Health facilities in Lira district  are struggling to manage expectant mothers with pre-eclampsia condition.
Pre-eclampsia is a pregnancy disorder characterized by hypertension especially after 20 weeks of pregnancy.
The condition is the second cause of maternal deaths worldwide and the leading cause of maternal death at Mulago National Referral hospital.  However, during the Commemoration of world Pre-eclampsia Day on Wednesday last week, health facility in charges called for support from government to enable them handle mothers with the condition.
Sister Judith Nanyonjo, a Senior Principle Nursing Offer at Lira Regional Referral hospital says that lack of enough blood pressure machines has often impeded their struggle to detect and manage the condition. The facility that receives about 100 expectant mothers on a daily basis for antenatal care has only one blood pressure machine which is used to detect the condition.
On average from the open market, a blood pressure machine costs about 200,000 shillings.
Nanyonjo said that lack of BP machines results into some pregnant mothers missing being diagnosed of the condition.
She, however, says that the facility has resorted to borrowing BP machines from intern doctors but this is not reliable as they leave the facility after their training.
She, however, notes that the hospital is engaging the ministry of health to get a solution.
The facility registers over 70 mothers annually with pre-eclampsia condition.
Nanyonjo also notes that the hospital lacks designated pre-eclampsia and a postnatal ward to accommodate over 20 deliveries daily.
“The maternity ward is almost condemned and it is almost collapsing on mothers. This ward was constructed in 1927 and it has never been renovated since then.” she said
Nanyonjo adds that the ward also faces a challenge of lack of patient trolleys to transfer mothers to and from the theatre.
” We lack a patient trolley to transfer mothers from the maternity ward to the theater. As you well know, mothers with pre-eclampsia need immediate attention and any minute one spends without operating the mother has an impact on the survival of the mother and the baby. We are currently using stretchers that require four people who may not be there at that moment.” she noted
Jino Okot, the in- charge Ogur Health Center IV notes that there is need to improve the skills of the health workers to administer magnesium Sulphate, a vital drug that is used in managing pre-eclampsia.
“Most of the health workers do not have skills to diagnose pre-eclampsia. Some of them do not even know how to mix and administer magnesium Sulphate. The Ministry of Health should understand that health workers need refresher trainings if we are to ably manage the condition.” Okot said
He adds that most health centers are failing to attend to the pregnant mothers with pre-eclampsia because they don’t have equipment such as oxygen cylinders and incubators for preterm babies.
“For example at Ogur Health Center IV, we dont have a medical doctor to work in the theater. How do you expect us to operate on a mother?”
Dr.
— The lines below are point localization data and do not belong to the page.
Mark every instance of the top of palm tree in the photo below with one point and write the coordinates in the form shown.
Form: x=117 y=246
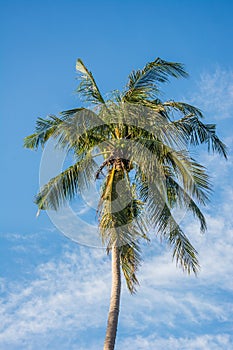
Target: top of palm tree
x=147 y=169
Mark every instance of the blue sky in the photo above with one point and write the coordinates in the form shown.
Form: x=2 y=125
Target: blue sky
x=54 y=294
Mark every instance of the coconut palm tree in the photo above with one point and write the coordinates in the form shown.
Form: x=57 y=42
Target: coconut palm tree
x=139 y=149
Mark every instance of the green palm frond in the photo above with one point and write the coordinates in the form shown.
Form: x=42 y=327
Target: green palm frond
x=162 y=220
x=143 y=83
x=67 y=184
x=184 y=108
x=130 y=258
x=88 y=88
x=46 y=128
x=196 y=132
x=178 y=197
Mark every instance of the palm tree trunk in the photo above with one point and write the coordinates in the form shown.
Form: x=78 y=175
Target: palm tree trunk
x=114 y=308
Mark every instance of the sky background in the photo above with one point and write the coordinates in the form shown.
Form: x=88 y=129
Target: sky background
x=54 y=294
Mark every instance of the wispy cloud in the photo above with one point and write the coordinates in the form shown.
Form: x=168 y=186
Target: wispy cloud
x=215 y=93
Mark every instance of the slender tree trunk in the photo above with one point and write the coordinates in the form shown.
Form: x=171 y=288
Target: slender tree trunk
x=114 y=308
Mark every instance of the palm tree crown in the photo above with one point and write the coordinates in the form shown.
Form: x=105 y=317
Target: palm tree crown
x=138 y=147
x=147 y=169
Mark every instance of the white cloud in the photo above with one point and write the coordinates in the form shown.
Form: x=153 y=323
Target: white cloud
x=205 y=342
x=215 y=93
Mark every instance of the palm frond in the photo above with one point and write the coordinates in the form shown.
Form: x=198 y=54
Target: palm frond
x=197 y=133
x=143 y=83
x=184 y=108
x=88 y=88
x=162 y=220
x=67 y=184
x=130 y=258
x=178 y=197
x=45 y=128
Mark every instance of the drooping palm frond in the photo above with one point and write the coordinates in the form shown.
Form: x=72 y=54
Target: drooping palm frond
x=130 y=258
x=88 y=88
x=196 y=132
x=178 y=197
x=45 y=128
x=143 y=83
x=161 y=219
x=184 y=108
x=67 y=184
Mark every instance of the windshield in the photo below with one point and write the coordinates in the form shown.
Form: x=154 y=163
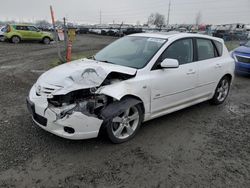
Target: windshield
x=247 y=44
x=130 y=51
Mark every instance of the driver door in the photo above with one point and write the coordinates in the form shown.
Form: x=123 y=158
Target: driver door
x=174 y=88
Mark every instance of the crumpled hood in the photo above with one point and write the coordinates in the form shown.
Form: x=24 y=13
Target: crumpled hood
x=79 y=74
x=243 y=49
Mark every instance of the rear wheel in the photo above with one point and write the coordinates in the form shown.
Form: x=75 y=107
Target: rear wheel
x=124 y=126
x=15 y=39
x=222 y=91
x=46 y=40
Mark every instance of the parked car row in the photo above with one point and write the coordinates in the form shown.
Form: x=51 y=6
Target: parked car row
x=16 y=33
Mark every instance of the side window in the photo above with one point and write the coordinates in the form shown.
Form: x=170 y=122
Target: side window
x=182 y=50
x=205 y=49
x=219 y=47
x=22 y=28
x=32 y=28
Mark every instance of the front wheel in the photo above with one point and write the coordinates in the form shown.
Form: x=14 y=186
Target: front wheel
x=221 y=92
x=15 y=39
x=46 y=40
x=124 y=126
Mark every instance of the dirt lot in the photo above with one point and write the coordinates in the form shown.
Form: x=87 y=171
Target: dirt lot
x=202 y=146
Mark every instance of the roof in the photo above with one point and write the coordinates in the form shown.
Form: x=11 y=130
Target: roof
x=22 y=24
x=168 y=35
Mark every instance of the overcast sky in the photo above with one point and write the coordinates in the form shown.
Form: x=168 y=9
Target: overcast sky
x=128 y=11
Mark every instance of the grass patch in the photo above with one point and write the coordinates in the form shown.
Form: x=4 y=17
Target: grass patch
x=231 y=45
x=75 y=56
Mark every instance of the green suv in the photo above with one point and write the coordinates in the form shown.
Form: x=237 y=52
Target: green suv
x=20 y=32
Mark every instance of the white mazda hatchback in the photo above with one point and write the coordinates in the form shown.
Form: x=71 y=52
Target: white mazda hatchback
x=134 y=79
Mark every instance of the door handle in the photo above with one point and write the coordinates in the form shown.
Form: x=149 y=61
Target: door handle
x=218 y=65
x=191 y=71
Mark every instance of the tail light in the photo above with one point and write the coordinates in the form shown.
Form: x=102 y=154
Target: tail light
x=8 y=29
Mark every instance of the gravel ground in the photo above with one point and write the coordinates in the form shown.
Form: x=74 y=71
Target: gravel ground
x=201 y=146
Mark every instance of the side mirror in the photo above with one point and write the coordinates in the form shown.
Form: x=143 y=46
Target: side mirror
x=170 y=63
x=242 y=43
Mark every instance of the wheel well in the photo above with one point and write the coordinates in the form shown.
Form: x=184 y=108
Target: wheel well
x=46 y=37
x=228 y=76
x=135 y=97
x=15 y=36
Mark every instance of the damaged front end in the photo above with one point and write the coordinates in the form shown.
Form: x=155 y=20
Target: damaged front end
x=84 y=101
x=71 y=106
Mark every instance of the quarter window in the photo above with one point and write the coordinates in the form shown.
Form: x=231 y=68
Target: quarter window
x=182 y=50
x=31 y=28
x=22 y=28
x=205 y=49
x=219 y=47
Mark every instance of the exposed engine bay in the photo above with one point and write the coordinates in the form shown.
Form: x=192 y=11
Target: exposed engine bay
x=80 y=101
x=85 y=101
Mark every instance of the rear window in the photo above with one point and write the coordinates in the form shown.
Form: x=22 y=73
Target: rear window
x=205 y=49
x=20 y=27
x=219 y=47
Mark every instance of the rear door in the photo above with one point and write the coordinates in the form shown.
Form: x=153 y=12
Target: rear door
x=209 y=66
x=174 y=88
x=22 y=31
x=35 y=34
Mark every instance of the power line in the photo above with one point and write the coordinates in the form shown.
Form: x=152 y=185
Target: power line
x=169 y=5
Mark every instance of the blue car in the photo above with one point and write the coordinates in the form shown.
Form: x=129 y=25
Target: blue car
x=241 y=56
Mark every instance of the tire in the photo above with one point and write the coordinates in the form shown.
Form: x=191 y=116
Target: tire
x=15 y=39
x=46 y=40
x=125 y=126
x=221 y=91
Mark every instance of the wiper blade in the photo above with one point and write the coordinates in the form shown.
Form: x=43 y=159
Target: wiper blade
x=92 y=57
x=106 y=61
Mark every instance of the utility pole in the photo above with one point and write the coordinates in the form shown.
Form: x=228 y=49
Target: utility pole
x=169 y=8
x=100 y=17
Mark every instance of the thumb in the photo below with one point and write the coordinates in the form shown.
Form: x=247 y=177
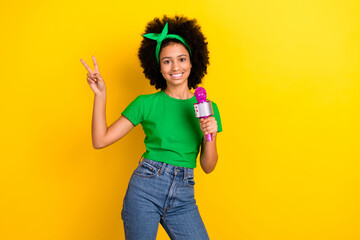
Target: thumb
x=98 y=76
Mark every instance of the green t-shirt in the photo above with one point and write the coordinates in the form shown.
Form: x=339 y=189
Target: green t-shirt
x=173 y=133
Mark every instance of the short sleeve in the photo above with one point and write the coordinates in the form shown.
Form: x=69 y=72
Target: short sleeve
x=135 y=111
x=217 y=116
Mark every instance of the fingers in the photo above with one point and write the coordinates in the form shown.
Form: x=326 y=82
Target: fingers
x=94 y=77
x=208 y=125
x=95 y=65
x=86 y=66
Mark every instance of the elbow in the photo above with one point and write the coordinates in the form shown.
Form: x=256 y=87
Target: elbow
x=208 y=169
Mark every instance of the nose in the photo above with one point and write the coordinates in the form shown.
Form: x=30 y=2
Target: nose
x=175 y=66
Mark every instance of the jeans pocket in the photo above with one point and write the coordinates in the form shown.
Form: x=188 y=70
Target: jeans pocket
x=145 y=169
x=190 y=182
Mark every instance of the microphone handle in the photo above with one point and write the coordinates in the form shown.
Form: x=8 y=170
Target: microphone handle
x=208 y=136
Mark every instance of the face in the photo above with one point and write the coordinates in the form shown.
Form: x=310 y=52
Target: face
x=175 y=64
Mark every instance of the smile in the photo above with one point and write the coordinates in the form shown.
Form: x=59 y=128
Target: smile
x=176 y=75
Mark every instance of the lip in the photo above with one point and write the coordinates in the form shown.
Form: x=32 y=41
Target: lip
x=177 y=76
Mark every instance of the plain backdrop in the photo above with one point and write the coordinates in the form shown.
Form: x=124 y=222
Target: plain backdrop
x=284 y=74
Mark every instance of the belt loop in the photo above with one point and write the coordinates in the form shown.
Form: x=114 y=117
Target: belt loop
x=162 y=168
x=140 y=159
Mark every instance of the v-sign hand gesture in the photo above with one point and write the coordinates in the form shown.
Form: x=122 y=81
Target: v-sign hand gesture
x=94 y=78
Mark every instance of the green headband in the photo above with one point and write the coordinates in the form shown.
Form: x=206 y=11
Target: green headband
x=159 y=37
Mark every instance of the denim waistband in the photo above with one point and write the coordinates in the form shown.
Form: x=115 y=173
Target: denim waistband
x=165 y=167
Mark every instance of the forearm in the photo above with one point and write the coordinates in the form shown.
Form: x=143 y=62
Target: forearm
x=208 y=156
x=99 y=125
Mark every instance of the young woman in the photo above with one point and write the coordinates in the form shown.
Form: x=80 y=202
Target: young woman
x=174 y=57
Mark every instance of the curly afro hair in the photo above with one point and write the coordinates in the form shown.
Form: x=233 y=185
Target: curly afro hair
x=190 y=30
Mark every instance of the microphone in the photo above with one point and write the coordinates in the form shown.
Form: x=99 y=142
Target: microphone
x=203 y=107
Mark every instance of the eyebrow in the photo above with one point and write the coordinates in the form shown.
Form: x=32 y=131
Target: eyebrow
x=181 y=55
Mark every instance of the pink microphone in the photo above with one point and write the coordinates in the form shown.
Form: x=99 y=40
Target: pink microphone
x=203 y=108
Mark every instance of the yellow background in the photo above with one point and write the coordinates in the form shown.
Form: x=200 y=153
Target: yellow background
x=285 y=75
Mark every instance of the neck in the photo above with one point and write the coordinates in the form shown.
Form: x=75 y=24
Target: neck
x=178 y=92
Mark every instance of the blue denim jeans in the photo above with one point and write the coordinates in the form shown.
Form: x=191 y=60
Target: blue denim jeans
x=161 y=193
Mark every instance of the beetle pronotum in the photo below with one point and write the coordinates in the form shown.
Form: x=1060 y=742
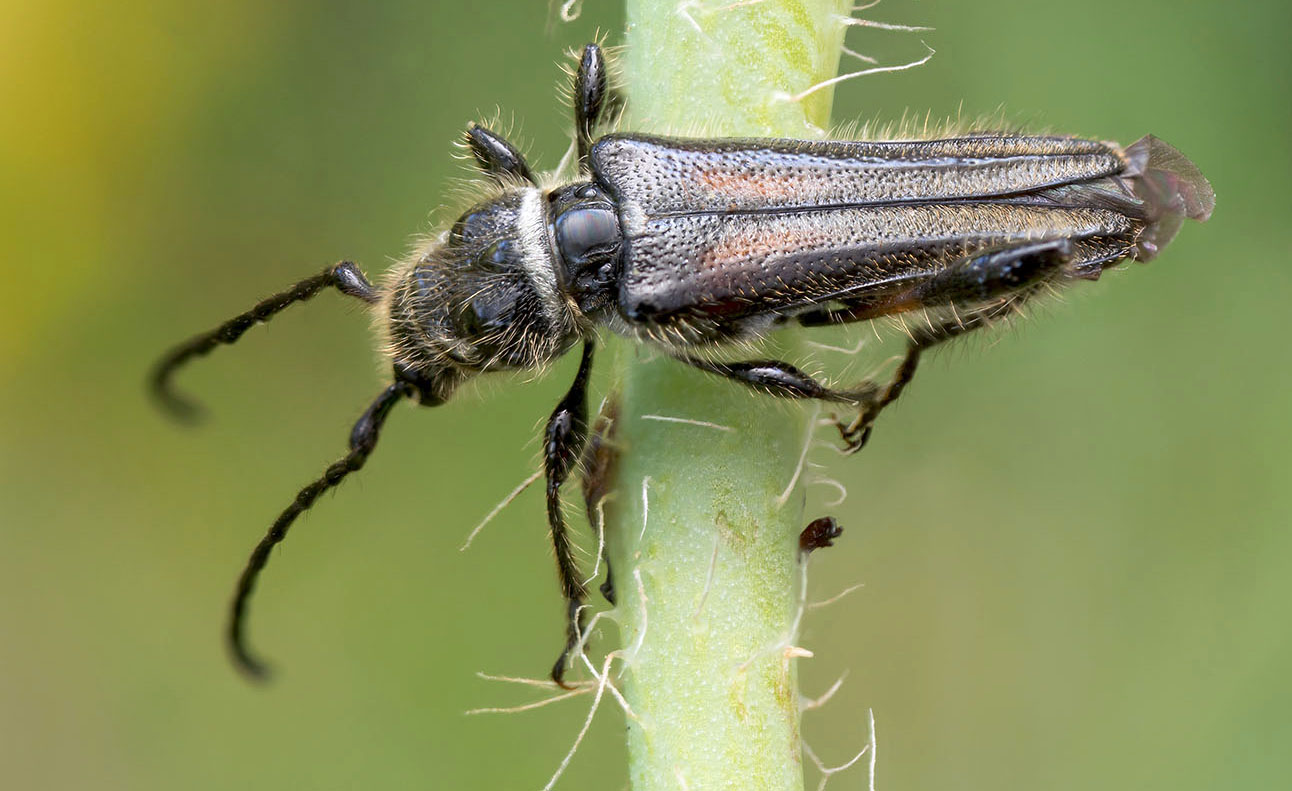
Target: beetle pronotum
x=693 y=244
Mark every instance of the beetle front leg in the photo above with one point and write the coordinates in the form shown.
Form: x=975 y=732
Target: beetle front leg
x=592 y=98
x=562 y=446
x=496 y=157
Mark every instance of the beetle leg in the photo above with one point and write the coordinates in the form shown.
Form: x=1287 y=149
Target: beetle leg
x=592 y=97
x=495 y=157
x=787 y=381
x=923 y=339
x=781 y=379
x=562 y=445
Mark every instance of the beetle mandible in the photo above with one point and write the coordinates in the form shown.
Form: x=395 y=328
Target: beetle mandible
x=690 y=244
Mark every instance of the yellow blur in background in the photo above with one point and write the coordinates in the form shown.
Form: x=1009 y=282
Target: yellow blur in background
x=1073 y=537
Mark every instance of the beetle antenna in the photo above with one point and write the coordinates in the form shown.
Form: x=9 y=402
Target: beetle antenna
x=345 y=277
x=363 y=440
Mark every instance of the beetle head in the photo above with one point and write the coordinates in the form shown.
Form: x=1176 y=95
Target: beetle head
x=482 y=297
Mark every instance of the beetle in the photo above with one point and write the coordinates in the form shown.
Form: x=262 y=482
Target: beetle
x=695 y=244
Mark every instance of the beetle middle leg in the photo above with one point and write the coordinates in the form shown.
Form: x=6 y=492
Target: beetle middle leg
x=562 y=446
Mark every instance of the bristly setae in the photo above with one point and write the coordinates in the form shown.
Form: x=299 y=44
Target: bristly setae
x=691 y=244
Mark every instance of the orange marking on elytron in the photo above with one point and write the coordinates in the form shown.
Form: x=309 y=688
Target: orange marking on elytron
x=750 y=185
x=759 y=242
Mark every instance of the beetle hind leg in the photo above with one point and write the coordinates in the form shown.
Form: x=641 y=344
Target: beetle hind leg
x=562 y=446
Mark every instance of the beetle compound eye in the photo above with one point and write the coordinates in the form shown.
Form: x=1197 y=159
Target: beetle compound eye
x=584 y=233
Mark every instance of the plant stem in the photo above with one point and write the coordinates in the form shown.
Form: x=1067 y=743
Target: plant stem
x=703 y=524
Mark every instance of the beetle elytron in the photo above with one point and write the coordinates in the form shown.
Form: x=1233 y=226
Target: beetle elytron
x=690 y=244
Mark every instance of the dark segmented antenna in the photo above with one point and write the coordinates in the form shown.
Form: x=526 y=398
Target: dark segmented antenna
x=345 y=277
x=363 y=440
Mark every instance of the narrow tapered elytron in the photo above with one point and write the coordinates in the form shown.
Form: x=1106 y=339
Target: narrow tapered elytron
x=694 y=244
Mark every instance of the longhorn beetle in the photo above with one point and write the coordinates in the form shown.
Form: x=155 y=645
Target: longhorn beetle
x=693 y=244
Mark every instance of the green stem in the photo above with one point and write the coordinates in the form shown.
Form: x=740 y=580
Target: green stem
x=703 y=524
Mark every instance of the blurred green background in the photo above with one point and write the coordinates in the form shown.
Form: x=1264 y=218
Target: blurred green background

Isaac Orec, the In-charge of Amach Health Center IV noted that his facility lacks electricity and therefore the theater cannot operate.
“When we get a mother with the condition, we refer them to Lira Regional Referral hospital because we don’t have electricity. Sometimes these mothers don’t have money for the ambulance which costs 50,000/-.” he said
Orec said that the facility receives at least 10 mothers on a monthly basis with the condition.
Susan Aciro, a midwife at Lira Regional Referral hospital says that she suffered from pre-eclampsia and she was operated in her sixth month of pregnancy. She says that she was able to survive because she was closely monitored her blood pressure.
“I am a midwife at Lira regional hospital and I had to be operated on at seven moths after detecting pre-eclampsia. My mother died because of the same condition so I suspected that the same condition may also occur to me. I kept checking my blood pressure and my suspicion was right.” she said
Edmond Acaka, the Lira district assistant Health Officer also in charge of maternal and child health appealed to the ministry of health to come to the rescue of the district by increasing the budget especially for Lira regional referral hospital.
According to Beatrice Nyangoma, the Communications Officer for HEPS-Uganda, government should consider regulating prices for magnesium sulphate to improve affordability, availability and accessibility.
In 2018, HEPS-Uganda conducted a survey which indicated that out of the 145 public, private and mission health facilities, only 53 had magnesium sulphate in stock.